Sowohl die Arbeitsbedingungen im Spargelanbau, als auch die in den Schlachthöfen stehen immer wieder in der Kritik. Trotz gesteigertem Mindestlohn und dem Verbot von Werkverträgen in der Fleischindustrie gibt es weiter unhaltbare Zustände. Das berichten die deutsche Presseagentur (dpa) und der NDR mit Bezug auf Mitteilungen der Entwicklungsorganisation Oxfam und der Gewerkschaft Nahrung-Genuss-Gaststätten (NGG).
Vorwurf: Mindestlohn wird in der Realität unterlaufen
Laut einer Studie von Oxfam sind die Arbeitsbedingungen für Saisonarbeiter im Spargelanbau in Deutschland teilweise immer noch „unhaltbar“. „Löhne werden systematisch gedrückt, viele Arbeiter sind mit einer kaum durchschaubaren Kombination aus Stunden- und Akkordlöhnen konfrontiert und berichten von schwer oder gar nicht erreichbaren Zielvorgaben“, sagte eine Oxfam-Sprecherin der dpa. „Das sind keine Einzelfälle“, wird Benjamin Luig von der Initiative Faire Landarbeit, die an der Studie beteiligt war, zitiert. Beschäftigte klagten regelmäßig über falsche Angaben bei der Arbeitszeiterfassung, wodurch sie mehr arbeiten müssten, aber nicht mehr bezahlt bekämen. Laut Sebastian Zöppel, Sekretär der Gewerkschaft NGG, komme es auch bei Schlachthöfen zu unbezahlten Überstunden. Auch wenn es seit 2021 keine Werkverträge mehr gebe und sich die Großschlachthöfe daran hielten, werden so die Mindestlöhne unterlaufen.
Unterbringung der Saisonarbeitskräfte im Spargelanbau teilweise skandalös
Hinzu komme laut der Oxfam-Sprecherin das Problem hoher Lohnabzüge durch überhöhte Mieten für Gemeinschaftsunterkünfte. „Für eine Baracke ohne Küche verlangt einer der Betriebe 40 Euro pro Quadratmeter. Die durchschnittliche Kaltmiete in der Münchner Innenstadt liegt bei 23 Euro“, sagte Steffen Vogel, Oxfam-Referent für globale Lieferketten und Menschenrechte im Agrarsektor. Einen Betrieb in Brandenburg bezeichnete Oxfam als „skandalös“.

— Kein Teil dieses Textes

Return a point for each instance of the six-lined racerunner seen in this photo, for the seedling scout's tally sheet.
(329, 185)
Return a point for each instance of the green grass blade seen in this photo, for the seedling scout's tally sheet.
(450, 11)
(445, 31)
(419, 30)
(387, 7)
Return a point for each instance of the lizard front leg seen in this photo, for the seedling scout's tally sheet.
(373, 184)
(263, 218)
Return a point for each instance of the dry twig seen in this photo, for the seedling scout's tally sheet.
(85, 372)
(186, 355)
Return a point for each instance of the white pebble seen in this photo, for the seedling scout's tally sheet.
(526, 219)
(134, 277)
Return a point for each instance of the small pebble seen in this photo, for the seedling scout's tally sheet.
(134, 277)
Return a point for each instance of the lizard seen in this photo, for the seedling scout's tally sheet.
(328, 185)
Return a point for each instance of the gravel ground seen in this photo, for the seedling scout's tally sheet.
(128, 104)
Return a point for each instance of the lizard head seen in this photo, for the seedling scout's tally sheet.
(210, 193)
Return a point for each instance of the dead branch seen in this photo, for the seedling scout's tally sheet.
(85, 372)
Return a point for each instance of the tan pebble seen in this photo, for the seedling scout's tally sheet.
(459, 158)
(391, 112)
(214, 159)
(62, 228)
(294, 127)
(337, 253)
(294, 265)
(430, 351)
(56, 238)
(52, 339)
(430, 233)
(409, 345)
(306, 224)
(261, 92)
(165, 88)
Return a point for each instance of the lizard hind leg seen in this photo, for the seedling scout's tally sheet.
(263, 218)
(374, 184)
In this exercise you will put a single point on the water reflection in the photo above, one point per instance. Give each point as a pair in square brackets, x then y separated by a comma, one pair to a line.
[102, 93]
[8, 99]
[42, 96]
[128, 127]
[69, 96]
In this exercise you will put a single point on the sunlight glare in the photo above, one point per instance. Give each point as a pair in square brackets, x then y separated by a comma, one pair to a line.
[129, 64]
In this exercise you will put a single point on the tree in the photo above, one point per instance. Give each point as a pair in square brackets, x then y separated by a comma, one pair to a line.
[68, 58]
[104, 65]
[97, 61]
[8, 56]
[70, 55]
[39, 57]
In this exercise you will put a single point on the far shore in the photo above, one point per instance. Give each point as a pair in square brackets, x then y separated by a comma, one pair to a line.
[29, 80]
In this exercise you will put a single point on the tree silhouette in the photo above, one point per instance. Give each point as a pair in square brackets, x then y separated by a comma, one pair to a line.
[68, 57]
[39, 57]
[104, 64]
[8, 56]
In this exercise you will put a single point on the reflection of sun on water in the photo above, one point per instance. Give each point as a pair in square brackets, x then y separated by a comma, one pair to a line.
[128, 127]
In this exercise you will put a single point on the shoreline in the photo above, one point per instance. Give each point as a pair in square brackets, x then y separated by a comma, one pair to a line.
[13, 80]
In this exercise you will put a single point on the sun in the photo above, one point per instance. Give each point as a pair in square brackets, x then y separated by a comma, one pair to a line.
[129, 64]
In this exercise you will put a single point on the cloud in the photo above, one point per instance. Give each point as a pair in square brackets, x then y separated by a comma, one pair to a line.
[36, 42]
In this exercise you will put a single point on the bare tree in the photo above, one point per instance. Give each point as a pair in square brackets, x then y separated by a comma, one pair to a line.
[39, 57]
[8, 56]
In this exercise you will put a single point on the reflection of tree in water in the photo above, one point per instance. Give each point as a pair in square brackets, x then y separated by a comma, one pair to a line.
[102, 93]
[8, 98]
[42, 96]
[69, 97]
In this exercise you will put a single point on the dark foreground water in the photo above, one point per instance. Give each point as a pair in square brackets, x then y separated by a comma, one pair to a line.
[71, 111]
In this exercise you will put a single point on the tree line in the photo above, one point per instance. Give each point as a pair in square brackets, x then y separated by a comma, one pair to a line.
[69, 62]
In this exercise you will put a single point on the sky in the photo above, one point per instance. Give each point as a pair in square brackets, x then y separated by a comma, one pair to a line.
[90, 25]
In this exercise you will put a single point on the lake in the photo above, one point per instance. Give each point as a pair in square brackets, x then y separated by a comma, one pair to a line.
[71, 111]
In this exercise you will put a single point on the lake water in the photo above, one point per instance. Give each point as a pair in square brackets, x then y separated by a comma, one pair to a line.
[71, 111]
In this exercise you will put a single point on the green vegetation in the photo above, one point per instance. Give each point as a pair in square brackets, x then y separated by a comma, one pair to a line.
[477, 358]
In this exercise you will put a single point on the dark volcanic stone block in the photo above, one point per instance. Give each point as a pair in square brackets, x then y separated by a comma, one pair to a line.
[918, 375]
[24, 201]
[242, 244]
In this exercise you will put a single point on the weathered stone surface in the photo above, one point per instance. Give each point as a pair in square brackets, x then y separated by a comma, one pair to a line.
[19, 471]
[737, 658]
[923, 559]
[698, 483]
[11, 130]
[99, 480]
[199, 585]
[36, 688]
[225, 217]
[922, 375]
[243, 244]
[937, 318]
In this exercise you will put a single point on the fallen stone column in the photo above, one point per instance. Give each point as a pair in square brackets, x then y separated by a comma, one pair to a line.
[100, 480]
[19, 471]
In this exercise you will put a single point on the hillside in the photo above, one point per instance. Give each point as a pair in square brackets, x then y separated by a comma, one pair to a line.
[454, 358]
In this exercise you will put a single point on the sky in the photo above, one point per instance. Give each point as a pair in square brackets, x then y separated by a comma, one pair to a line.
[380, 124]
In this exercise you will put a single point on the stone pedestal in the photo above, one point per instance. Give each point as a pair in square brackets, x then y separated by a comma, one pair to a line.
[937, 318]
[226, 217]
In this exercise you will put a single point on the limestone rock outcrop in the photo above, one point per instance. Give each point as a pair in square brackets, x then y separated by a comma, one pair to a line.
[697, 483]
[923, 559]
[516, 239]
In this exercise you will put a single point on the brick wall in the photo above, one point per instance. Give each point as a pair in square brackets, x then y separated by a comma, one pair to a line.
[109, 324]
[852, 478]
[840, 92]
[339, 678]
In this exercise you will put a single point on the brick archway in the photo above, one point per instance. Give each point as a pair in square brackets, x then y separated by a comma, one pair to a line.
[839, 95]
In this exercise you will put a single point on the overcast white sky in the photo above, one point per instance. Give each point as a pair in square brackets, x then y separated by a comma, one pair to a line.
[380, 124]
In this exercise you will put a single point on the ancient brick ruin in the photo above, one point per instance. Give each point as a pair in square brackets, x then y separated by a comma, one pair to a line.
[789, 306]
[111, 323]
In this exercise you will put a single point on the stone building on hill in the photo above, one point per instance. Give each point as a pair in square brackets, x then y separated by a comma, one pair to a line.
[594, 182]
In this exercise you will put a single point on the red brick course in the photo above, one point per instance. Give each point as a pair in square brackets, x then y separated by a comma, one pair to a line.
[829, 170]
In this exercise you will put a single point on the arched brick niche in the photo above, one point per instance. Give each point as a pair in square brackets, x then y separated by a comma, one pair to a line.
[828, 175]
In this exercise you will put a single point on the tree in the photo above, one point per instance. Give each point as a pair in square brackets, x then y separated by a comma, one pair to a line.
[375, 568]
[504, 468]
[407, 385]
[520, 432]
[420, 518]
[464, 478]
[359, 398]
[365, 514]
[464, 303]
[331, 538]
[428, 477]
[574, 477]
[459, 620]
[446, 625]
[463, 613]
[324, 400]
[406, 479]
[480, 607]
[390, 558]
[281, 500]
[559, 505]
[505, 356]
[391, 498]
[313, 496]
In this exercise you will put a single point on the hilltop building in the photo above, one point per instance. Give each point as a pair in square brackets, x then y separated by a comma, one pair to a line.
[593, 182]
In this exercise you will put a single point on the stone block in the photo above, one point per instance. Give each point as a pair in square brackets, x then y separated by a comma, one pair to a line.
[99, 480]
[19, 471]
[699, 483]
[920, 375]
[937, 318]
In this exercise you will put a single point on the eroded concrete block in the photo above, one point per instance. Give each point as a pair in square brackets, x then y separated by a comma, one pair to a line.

Arbeitnehmer „zweiter Klasse“? Bessere Bedingungen für Saisonarbeiter
Unterkünften der Arbeiter der Schlachthöfe haben sich verbessert
Doch es gibt auch positive Entwicklungen. In Goldenstedt beispielsweise habe sich bei den Unterkünften vieles gewandelt. Jedoch: Wohnungen seien vielfach an die Arbeitsverträge gebunden, berichtet Sebastian Zöppel, Sekretär der Gewerkschaft NGG in Osnabrück. Die früheren Werkvertrags-Subunternehmer seien heute als Vorarbeiter in die Schlachthöfe eingegliedert. Sie würden ihre Untergebenen einschüchtern und damit drohen, ihnen das Wohnverhältnis zu kündigen. So erpressten die Unternehmen unbezahlte Überstunden. Die Gewerkschaft habe im vergangenen Jahr 49 Verfahren in der Region Osnabrück geführt.
Die Oxfam-Studie fokussiert auf Einzelfälle - Verbände weisen Vorwürfe gegen Spargelanbauer zurück
Nach der Veröffentlichung der Studie gibt es aber auch Gegenwind von den Verbänden: „Saisonarbeiter erhalten in Deutschland mindestens einen Stundenlohn von 12 Euro, häufig sogar deutlich mehr“, sagte beispielsweise der stellvertretende Generalsekretär des Bauerverbandes Udo Hemmerling. Zudem böten die Versicherungen den Saisonarbeitskräften eine gute Absicherung.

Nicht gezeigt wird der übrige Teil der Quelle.